第7章 肃清内鬼(2/2)

真相大白,愤怒与悲哀笼罩了众人。李槐虽是受胁迫,但其行为导致的后果太过惨重。

“按阁规,叛阁通外,害死同门者,当废去武功,逐出药谷,永世不得回。”一位长老沉痛地说道。

李槐闻言,彻底瘫软在地,面如死灰。

“等等。”萧寒突然开口。他走到李槐面前,声音低沉而充满诱惑,“你想救你娘和小妹吗?”

李槐猛地抬头,眼中爆发出最后一丝希冀。

“对方让你传递了情报,但并未完全信任你,否则不会只让你做这些外围之事。他们现在任务失败,仓促退走,很可能还来不及处理你的家人,或者说,留着她们,或许还有用。
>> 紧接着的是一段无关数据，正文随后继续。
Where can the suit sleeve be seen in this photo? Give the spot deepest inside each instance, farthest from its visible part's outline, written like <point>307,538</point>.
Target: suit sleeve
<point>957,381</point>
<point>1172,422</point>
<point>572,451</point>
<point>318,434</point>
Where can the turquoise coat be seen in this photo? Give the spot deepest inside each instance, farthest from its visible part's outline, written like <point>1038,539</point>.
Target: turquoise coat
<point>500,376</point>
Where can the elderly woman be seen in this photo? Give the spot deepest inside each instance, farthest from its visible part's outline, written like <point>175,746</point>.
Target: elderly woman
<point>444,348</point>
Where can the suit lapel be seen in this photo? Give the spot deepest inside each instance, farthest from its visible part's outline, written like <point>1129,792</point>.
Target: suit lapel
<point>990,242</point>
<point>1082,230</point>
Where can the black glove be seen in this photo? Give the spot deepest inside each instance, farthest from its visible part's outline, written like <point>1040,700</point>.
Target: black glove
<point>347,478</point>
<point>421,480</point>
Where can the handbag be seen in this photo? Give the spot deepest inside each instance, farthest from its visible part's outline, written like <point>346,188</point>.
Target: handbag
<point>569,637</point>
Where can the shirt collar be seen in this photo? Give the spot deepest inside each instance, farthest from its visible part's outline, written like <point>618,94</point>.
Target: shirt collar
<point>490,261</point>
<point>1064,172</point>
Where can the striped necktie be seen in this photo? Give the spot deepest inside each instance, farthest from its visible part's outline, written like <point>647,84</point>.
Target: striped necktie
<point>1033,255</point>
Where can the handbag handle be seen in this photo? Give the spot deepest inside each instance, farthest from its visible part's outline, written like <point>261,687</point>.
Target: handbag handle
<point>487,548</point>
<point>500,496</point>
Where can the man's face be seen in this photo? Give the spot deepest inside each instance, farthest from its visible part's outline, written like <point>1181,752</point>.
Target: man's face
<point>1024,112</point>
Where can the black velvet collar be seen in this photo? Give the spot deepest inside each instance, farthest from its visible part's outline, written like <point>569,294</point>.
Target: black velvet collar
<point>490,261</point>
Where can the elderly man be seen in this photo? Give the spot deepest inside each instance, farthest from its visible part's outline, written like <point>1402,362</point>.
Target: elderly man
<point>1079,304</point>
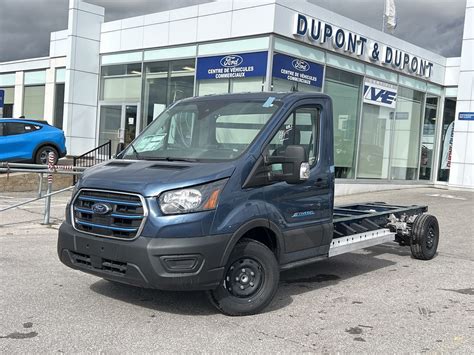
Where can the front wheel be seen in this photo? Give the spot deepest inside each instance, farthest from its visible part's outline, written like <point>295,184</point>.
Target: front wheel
<point>250,281</point>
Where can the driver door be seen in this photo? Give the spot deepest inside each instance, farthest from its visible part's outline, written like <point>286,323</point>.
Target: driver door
<point>303,211</point>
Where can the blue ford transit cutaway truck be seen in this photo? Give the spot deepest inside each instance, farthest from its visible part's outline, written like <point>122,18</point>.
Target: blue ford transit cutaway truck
<point>222,192</point>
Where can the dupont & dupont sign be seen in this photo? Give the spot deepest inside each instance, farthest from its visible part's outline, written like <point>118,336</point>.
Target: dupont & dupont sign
<point>320,33</point>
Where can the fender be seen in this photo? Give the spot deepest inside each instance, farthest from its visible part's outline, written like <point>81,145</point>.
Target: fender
<point>240,232</point>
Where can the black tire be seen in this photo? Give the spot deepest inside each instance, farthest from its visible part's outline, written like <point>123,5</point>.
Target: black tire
<point>258,274</point>
<point>41,156</point>
<point>425,237</point>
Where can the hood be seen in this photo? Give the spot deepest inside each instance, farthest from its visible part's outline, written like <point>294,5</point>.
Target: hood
<point>150,178</point>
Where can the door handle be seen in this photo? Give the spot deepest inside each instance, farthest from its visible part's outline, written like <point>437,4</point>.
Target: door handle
<point>319,182</point>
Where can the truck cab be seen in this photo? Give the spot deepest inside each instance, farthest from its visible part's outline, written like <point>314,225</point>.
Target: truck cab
<point>219,193</point>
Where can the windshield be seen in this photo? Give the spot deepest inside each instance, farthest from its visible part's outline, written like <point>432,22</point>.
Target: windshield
<point>211,129</point>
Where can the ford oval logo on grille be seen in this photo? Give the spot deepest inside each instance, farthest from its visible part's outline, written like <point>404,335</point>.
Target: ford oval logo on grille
<point>101,208</point>
<point>300,65</point>
<point>231,61</point>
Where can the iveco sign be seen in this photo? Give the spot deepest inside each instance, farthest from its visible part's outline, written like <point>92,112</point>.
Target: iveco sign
<point>318,32</point>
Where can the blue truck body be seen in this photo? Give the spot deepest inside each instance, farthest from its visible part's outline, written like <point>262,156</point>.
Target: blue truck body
<point>117,226</point>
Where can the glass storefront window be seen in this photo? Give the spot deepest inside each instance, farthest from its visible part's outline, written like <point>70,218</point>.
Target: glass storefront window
<point>35,77</point>
<point>59,105</point>
<point>446,144</point>
<point>121,82</point>
<point>165,83</point>
<point>344,89</point>
<point>406,135</point>
<point>428,138</point>
<point>33,102</point>
<point>374,148</point>
<point>9,99</point>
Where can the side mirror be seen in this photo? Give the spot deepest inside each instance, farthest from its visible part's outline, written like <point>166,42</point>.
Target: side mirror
<point>295,168</point>
<point>120,147</point>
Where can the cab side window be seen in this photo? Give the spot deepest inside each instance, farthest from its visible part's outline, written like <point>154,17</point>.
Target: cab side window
<point>300,128</point>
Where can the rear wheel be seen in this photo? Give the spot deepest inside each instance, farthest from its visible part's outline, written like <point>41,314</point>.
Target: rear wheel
<point>250,281</point>
<point>425,237</point>
<point>41,156</point>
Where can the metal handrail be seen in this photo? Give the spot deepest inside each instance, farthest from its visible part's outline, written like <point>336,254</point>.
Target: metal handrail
<point>36,199</point>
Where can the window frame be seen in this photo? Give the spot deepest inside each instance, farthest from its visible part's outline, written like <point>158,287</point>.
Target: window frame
<point>316,130</point>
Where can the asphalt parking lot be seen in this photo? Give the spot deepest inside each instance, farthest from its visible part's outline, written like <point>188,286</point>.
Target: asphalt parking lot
<point>375,300</point>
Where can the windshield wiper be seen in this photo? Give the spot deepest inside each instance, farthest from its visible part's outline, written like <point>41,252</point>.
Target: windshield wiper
<point>137,156</point>
<point>172,159</point>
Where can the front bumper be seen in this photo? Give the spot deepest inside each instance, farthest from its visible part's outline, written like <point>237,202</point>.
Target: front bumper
<point>161,263</point>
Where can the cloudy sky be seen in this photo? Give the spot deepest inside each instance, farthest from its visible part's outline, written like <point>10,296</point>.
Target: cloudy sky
<point>25,25</point>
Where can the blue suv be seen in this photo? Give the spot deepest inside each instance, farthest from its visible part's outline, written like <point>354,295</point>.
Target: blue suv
<point>30,141</point>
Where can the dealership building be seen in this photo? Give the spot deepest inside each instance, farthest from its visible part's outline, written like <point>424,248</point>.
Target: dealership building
<point>402,115</point>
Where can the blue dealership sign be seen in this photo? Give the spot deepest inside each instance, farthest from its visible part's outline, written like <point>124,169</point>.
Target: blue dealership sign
<point>232,66</point>
<point>298,70</point>
<point>466,116</point>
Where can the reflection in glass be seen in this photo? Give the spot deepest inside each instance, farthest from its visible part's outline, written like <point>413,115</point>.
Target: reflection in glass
<point>446,140</point>
<point>374,150</point>
<point>406,133</point>
<point>344,89</point>
<point>428,138</point>
<point>165,83</point>
<point>33,102</point>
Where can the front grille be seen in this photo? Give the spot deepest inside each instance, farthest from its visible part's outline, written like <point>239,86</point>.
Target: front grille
<point>123,217</point>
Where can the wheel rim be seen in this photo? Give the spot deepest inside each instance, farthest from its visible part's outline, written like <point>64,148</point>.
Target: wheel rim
<point>430,238</point>
<point>44,156</point>
<point>244,278</point>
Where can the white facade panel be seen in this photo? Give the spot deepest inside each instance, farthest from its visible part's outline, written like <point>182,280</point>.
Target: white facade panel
<point>469,26</point>
<point>253,21</point>
<point>88,26</point>
<point>110,42</point>
<point>85,93</point>
<point>158,17</point>
<point>207,26</point>
<point>466,81</point>
<point>467,59</point>
<point>183,31</point>
<point>184,13</point>
<point>132,22</point>
<point>459,149</point>
<point>111,26</point>
<point>244,4</point>
<point>131,38</point>
<point>156,35</point>
<point>83,123</point>
<point>88,63</point>
<point>214,7</point>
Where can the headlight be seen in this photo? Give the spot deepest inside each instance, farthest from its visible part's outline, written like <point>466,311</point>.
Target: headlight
<point>193,199</point>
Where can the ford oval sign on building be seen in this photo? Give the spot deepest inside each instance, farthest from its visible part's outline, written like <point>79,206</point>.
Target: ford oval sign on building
<point>230,61</point>
<point>297,70</point>
<point>300,65</point>
<point>232,66</point>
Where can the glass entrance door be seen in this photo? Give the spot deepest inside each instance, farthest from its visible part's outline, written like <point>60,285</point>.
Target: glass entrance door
<point>118,123</point>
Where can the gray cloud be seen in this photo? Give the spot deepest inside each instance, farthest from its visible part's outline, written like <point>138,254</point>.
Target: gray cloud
<point>25,25</point>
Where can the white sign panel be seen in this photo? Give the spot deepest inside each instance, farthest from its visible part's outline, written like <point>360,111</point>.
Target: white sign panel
<point>380,93</point>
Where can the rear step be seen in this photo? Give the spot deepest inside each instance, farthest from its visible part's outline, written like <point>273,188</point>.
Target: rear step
<point>360,241</point>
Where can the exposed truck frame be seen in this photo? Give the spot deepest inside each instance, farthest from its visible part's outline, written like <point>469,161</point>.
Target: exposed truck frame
<point>188,206</point>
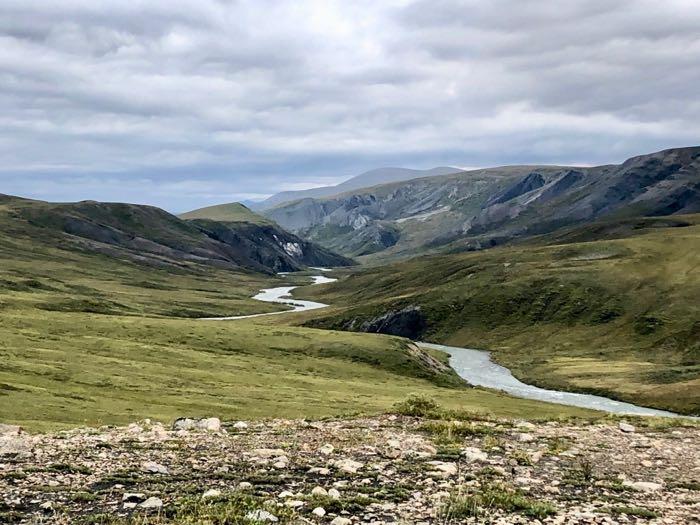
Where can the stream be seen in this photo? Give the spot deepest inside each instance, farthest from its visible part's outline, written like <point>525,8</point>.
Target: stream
<point>475,366</point>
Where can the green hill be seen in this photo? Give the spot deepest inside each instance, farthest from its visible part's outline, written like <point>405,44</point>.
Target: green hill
<point>232,212</point>
<point>611,308</point>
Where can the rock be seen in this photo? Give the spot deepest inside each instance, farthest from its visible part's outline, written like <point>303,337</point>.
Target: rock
<point>626,427</point>
<point>326,449</point>
<point>348,465</point>
<point>10,430</point>
<point>472,454</point>
<point>443,469</point>
<point>152,503</point>
<point>211,493</point>
<point>154,468</point>
<point>184,423</point>
<point>133,497</point>
<point>262,516</point>
<point>319,491</point>
<point>267,453</point>
<point>643,486</point>
<point>210,424</point>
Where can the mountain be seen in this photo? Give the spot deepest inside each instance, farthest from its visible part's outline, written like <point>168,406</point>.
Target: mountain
<point>364,180</point>
<point>232,212</point>
<point>610,307</point>
<point>151,236</point>
<point>483,208</point>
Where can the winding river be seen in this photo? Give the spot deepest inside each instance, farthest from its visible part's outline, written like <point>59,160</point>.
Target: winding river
<point>475,366</point>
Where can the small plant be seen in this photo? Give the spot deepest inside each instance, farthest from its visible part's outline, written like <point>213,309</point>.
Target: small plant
<point>637,512</point>
<point>417,405</point>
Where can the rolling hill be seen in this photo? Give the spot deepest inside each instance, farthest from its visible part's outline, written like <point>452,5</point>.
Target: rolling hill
<point>611,307</point>
<point>484,208</point>
<point>232,212</point>
<point>364,180</point>
<point>149,235</point>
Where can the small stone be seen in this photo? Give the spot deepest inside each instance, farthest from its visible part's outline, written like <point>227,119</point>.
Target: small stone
<point>643,486</point>
<point>474,454</point>
<point>211,493</point>
<point>626,427</point>
<point>319,491</point>
<point>154,468</point>
<point>210,424</point>
<point>133,497</point>
<point>348,465</point>
<point>152,503</point>
<point>261,515</point>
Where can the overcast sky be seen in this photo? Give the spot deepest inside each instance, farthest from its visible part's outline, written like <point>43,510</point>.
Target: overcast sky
<point>186,103</point>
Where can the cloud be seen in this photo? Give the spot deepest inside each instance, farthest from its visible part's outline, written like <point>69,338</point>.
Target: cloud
<point>182,103</point>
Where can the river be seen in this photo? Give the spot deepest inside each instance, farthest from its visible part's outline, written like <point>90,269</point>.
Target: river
<point>475,366</point>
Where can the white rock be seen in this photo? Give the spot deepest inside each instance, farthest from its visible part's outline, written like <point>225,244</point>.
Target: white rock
<point>319,491</point>
<point>152,503</point>
<point>211,493</point>
<point>262,515</point>
<point>474,454</point>
<point>154,468</point>
<point>348,465</point>
<point>626,427</point>
<point>210,424</point>
<point>644,486</point>
<point>443,469</point>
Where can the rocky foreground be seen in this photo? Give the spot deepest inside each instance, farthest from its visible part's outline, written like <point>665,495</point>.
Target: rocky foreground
<point>369,470</point>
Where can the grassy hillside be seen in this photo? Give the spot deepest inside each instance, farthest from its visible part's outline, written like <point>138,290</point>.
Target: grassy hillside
<point>87,338</point>
<point>231,212</point>
<point>618,316</point>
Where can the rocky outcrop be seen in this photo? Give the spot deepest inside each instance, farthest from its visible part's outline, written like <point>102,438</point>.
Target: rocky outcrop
<point>388,469</point>
<point>408,322</point>
<point>482,208</point>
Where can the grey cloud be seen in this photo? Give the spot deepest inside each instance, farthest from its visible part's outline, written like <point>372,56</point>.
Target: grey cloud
<point>140,100</point>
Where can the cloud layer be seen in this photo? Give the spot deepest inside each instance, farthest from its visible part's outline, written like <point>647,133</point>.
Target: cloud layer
<point>184,103</point>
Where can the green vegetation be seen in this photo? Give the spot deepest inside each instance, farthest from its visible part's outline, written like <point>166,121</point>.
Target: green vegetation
<point>618,317</point>
<point>232,212</point>
<point>490,497</point>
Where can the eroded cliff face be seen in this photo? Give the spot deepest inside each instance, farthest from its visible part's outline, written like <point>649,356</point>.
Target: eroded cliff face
<point>477,209</point>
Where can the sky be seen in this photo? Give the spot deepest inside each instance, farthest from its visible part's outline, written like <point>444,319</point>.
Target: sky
<point>186,103</point>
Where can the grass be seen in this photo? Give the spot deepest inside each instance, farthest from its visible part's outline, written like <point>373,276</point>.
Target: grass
<point>617,317</point>
<point>491,497</point>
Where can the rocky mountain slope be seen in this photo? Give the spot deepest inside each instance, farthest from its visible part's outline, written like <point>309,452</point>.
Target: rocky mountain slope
<point>610,308</point>
<point>386,469</point>
<point>149,235</point>
<point>364,180</point>
<point>482,208</point>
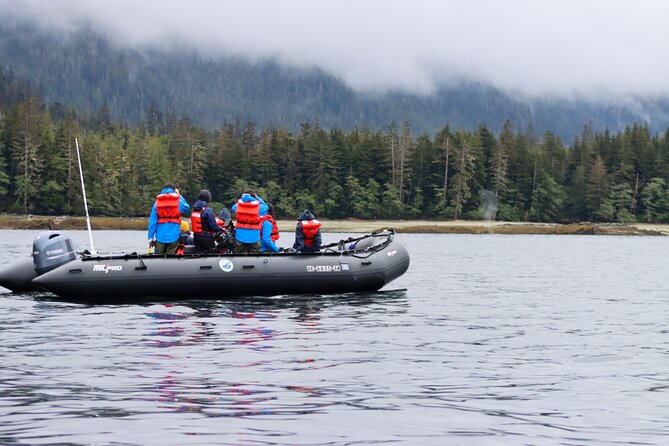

”萧寒冷静地分析着,“这是一个机会。”

他看向沈清弦:“废去武功可暂缓。让他继续与对方联系,传递我们想让他传递的消息。或许,能顺藤摸瓜,找到他家人,也能找到更多关于幕后黑手的线索。”

沈清弦看着萧寒,明白这是目前最理智、也是唯一可能反击的策略。她深吸一口气,压下心中的不忍与愤怒,点了点头:“好。李槐,这是你赎罪的唯一机会。”

她命人将李槐带下去严加看管,既是为了控制,也是为了保护。

处理完内鬼之事,谷中的气氛并未轻松多少。悲伤与警惕交织。萧寒的伤势在沈清弦的精心调理下稳定下来,但他离去的心,已如离弦之箭。

夜色再次降临,药谷却不再宁静,巡逻的弟子增加了数倍,灯火通明。

萧寒的房间内,他正在擦拭那柄跟随他多年,如今已断的佩剑。剑身映照着他冷峻的眉眼,也映照出推门而入的沈清弦。

她手中端着一碗热气腾腾的药膳,放在他桌上。“你的伤还需静养,不宜长途跋涉。”她轻声道,语气中带着不易察觉的挽留。

萧寒放下断剑,看向她:“虚竹大师带来的消息,我必须去验证。杀父之仇,不能不报。留在药谷,只会给你们带来更多的危险。”他顿了顿,“而且,关于‘天龙令’和‘龙雀鼎’的谜团,答案显然不在这一谷之地。”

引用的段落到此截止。